Patent reform 2011 creates uncertainty and is bad for business
The bill also destroys commercial certainty and corrupts the incentives in the system:
• Various statutory requirements that an applicant act “without deceptive intention” are repealed—in the future, applicants will have incentive to act with deceptive intent.
• Key terms of art are redefined—you’ve spent a career learning the meaning of “on sale” and “public use,” but the legislative history fundamentally redefines these terms. It will take decades for courts to establish new precedent to provide any meaningful commercial certainty.
• The Metallizing Engineering “secret commercial use” bar is repealed—a company will be able to use an invention as a trade secret, and then spring a patent on the public years later. That favors market incumbents, but makes innovation harder for everyone else.

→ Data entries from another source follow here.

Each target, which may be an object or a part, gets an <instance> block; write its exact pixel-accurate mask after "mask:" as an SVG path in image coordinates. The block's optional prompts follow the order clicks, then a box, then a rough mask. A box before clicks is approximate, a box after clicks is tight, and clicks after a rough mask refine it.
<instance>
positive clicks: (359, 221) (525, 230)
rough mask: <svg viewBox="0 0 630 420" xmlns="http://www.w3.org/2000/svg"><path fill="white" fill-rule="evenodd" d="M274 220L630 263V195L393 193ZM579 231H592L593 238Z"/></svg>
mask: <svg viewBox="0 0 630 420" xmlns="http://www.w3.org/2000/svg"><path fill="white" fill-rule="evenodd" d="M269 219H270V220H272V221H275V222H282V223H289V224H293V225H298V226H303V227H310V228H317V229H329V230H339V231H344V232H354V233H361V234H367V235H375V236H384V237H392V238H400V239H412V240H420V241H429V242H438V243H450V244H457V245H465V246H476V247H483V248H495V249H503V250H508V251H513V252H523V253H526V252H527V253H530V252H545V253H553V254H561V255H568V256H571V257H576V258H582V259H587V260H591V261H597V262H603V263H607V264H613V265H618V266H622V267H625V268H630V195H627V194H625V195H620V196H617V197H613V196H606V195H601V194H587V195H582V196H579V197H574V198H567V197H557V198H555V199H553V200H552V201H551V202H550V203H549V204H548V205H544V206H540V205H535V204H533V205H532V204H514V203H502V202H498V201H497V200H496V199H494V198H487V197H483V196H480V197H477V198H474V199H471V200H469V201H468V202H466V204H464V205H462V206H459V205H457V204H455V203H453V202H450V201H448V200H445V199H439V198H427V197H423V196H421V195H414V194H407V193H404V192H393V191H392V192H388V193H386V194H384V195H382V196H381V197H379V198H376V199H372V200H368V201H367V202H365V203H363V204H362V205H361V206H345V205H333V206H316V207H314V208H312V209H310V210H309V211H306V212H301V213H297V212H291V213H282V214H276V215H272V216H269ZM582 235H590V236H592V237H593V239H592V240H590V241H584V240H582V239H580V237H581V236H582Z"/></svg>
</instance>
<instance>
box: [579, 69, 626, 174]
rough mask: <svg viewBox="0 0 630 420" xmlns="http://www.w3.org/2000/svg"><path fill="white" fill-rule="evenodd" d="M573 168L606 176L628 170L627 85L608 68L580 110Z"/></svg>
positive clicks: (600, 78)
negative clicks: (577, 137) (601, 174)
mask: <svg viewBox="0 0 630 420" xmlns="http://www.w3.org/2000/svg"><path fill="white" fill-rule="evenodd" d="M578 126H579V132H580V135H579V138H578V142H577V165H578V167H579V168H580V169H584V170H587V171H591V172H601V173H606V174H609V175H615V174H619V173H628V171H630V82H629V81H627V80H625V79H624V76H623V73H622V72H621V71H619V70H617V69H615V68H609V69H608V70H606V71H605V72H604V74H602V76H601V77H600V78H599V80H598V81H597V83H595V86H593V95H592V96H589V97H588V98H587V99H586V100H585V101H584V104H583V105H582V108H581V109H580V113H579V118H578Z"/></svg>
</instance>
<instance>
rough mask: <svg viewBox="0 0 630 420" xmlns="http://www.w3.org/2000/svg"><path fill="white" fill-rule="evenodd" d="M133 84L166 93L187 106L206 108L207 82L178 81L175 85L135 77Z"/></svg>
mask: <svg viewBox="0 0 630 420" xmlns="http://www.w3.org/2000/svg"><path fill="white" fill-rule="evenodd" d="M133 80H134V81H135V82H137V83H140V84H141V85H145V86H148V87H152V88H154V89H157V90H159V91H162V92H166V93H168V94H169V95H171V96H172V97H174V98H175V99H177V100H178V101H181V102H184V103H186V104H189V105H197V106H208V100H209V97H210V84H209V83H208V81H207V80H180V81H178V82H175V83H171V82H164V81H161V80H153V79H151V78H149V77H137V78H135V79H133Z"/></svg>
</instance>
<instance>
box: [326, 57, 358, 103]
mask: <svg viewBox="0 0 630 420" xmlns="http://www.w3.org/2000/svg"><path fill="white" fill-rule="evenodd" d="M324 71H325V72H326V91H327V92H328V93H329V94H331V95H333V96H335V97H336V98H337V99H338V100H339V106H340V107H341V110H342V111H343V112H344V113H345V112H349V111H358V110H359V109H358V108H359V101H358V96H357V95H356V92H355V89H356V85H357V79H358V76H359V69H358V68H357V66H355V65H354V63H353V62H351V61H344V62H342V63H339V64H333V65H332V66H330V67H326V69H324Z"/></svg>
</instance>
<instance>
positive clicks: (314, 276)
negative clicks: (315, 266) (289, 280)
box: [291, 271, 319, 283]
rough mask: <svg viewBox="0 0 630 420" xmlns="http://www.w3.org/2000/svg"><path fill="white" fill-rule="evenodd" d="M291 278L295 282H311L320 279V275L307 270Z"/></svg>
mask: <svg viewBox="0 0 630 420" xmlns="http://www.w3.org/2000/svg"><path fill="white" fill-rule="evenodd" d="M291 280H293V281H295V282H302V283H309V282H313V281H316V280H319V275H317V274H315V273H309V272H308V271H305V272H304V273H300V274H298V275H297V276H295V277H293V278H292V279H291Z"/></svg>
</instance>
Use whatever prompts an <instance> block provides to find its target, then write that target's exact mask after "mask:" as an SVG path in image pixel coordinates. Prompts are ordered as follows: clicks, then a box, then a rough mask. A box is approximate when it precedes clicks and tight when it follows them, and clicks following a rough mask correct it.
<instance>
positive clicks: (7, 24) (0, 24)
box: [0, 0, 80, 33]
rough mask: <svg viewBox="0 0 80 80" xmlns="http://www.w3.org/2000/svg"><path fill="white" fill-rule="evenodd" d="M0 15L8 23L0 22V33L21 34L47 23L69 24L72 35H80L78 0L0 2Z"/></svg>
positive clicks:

• The “best mode” requirement is reduced to a sham: a patentee will be permitted to disclose only a fictitious embodiment, while holding the best as a trade secret.
• The bill gives companies the right to patent and repatent inventions for years, to keep them locked up, neither using them nor permitting them to be used, for far longer than 20 years.
• Several aspects of the “first-inventor-to-file” provision—the ones that give patents to second inventors, and to companies that kept inventions in secret for years before filing patent applications—violate constitutional limits on Congress’ authority—years more litigation and commercial uncertainty.
• The Act allows Wall Street banks to attack “business method” patents that they are infringing. This doesn’t extend to any other industry, only business methods—another Wall Street giveaway.